Stewart. Both provide a window on a glamorous world that is the heartbeat of American aspirations. Both also hold the promise of conclusions that, while broadly predictable, will nevertheless bring forth oceans of tears and orgies of introspection.
The phenomenon that is Martha Stewart is difficult to comprehend from afar. A celebrity lifestyle guru who has managed to turn her homespun housekeeping wisdom into huge commercial success, she is perhaps a Linda Barker with noughts on. Now she is standing trial accused of obstruction of justice following an insider dealing investigation.

The sum of money involved - a couple of hundred thousand dollars - is paltry by her standards, but the reputational sums (for all concerned) are huge.

Long odds


Successful prosecutions for insider trading are rare indeed. Critics of the British authorities repeatedly carp at the failure to bring apparent abuses of the market to trial, let alone to completion. However, experience in the rest of the world - including the United States - is little better. The odds are stacked against prosecutors who have to prove receipt of inside information, of knowledge that the information is privileged, and of its wilful employment in the pursuit of financial advantage.

This is an age of intensive surveillance and of routine recording and archiving of email and telephone traffic by stockbroking firms. However, the rate of capture of insiders remains so low that even the most puritanical observer might be tempted to conclude that, in spite of billowing clouds of smoke, there is indeed no underlying fire.

It would be a sad day indeed were the puritans to admit defeat, for the markets rely on the assumption that, although information is not universally available, all transactions are based solely on that which is distributed to all. If you have privileged information, you do not trade on it. Period.

Ms Stewart's trial is a test of puritanical nerves. The prosecution has a "tame" witness, a Merrill Lynch broker involved in the transactions at issue, clearly designated the sprat to catch the celebrity mackerel. It also has copious electronic records with which it hopes to entangle the businesswoman.

Viewed from afar, and through primarily British reportage, it is hard to avoid the conclusion that Ms Stewart is staring down the barrel. But, this is not only America, it is also a trial involving a financial scandal - and an American celebrity trial at that. The prosecution will not count its chickens until they are plucked, roasted and served in a dining room fit to grace one of Ms Stewart's own lifestyle programmes.

All of which, regardless of the rights and wrongs of the case itself, is a great shame. The burden of proof in criminal fraud trials should be no greater than in any other case. Moreover, it is an indictment of the regulatory system that the pursuit of an alleged miscreant with celebrity status should assume such make-or-break status.
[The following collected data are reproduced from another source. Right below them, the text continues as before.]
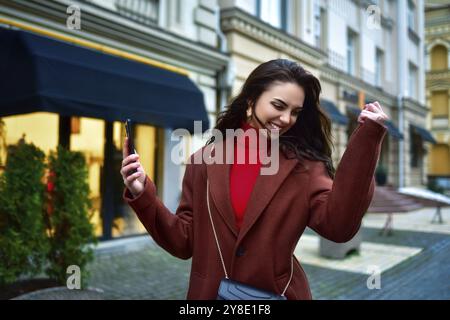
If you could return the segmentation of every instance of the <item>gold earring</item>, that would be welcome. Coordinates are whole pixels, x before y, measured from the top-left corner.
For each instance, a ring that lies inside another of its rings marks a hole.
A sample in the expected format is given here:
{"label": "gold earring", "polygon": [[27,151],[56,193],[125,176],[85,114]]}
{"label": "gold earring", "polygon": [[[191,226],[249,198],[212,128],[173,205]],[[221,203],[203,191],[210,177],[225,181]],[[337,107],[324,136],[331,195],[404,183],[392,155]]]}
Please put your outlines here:
{"label": "gold earring", "polygon": [[247,109],[247,118],[251,118],[252,117],[252,108],[248,108]]}

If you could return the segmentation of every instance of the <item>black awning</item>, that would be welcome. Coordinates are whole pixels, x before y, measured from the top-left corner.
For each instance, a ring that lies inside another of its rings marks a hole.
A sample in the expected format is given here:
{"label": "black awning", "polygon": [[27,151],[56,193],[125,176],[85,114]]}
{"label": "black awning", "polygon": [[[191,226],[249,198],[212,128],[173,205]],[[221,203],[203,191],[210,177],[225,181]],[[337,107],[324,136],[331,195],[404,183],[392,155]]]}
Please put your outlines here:
{"label": "black awning", "polygon": [[400,130],[398,130],[397,126],[392,121],[386,120],[384,124],[392,137],[396,138],[397,140],[403,140],[403,134],[400,132]]}
{"label": "black awning", "polygon": [[[347,106],[347,111],[351,114],[354,114],[355,116],[359,116],[361,113],[361,109]],[[403,134],[398,130],[397,126],[390,120],[386,120],[384,122],[384,125],[386,126],[388,133],[397,140],[403,140]]]}
{"label": "black awning", "polygon": [[0,116],[36,111],[209,128],[203,94],[175,72],[0,28]]}
{"label": "black awning", "polygon": [[434,139],[433,135],[430,131],[428,131],[425,128],[422,128],[421,126],[410,124],[411,128],[414,130],[415,133],[417,133],[419,136],[422,137],[423,140],[431,142],[433,144],[436,144],[437,141]]}
{"label": "black awning", "polygon": [[320,106],[328,114],[331,121],[342,125],[346,125],[348,123],[348,118],[339,111],[333,102],[321,99]]}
Either she is or is not guilty.

With all the available evidence it should be a simple, clear-cut case either way. The resources poured into both prosecution and defence, though, indicate just what is at stake - and must raise concerns that what should be simple and clear-cut becomes convoluted and opaque.

Financial journalists as a breed are full of suspicion and certainly see insider trades behind every sharp share price move that precedes a piece of corporate news - and many others besides. Brokers and fund managers also have a rich seam of cynicism running through their bodies. They too see abuses of privilege behind many price movements.

Unfounded suspicions


Although for every real insider trade there is probably a multitude of unfounded suspicions, there is still enough smoke to suggest that a smouldering fire of market abuse really does exist. The combination of greed, the wide spread of prior knowledge and the lack of successful prosecutions is highly combustible. Each deal will be known in advance by the corporates themselves (from secretary up to chairman), their advisers, printers, couriers, not to mention brokers and fund managers formally taken over the "Chinese wall". That is a lot of scope for misdemeanour.
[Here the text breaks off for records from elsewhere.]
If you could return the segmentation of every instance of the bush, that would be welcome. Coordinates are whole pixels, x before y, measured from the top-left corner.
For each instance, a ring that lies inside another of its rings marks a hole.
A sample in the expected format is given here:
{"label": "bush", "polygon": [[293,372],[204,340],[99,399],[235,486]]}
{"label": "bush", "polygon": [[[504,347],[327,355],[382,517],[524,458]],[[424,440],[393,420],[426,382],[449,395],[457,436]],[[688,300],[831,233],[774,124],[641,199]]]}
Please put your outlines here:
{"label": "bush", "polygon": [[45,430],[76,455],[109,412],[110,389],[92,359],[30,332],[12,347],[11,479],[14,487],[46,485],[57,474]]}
There are those who view insider trading as a victimless crime - or at least one that leaves its victims with mere financial scratches, and thus warrants little resource devoted to its pursuit. Such a lazy interpretation overlooks the ability of such fraudsters to divert very substantial sums from others through the mechanism of share price movements. Peter the investor is robbed by Paul the insider trader just as surely as if he had been a cat burglar.

We will know soon enough whether Martha Stewart is guilty as charged. Whatever the jury's verdict, its ramifications will be substantial. Either way, it feels a vain hope that the trial will leave the markets a cleaner place.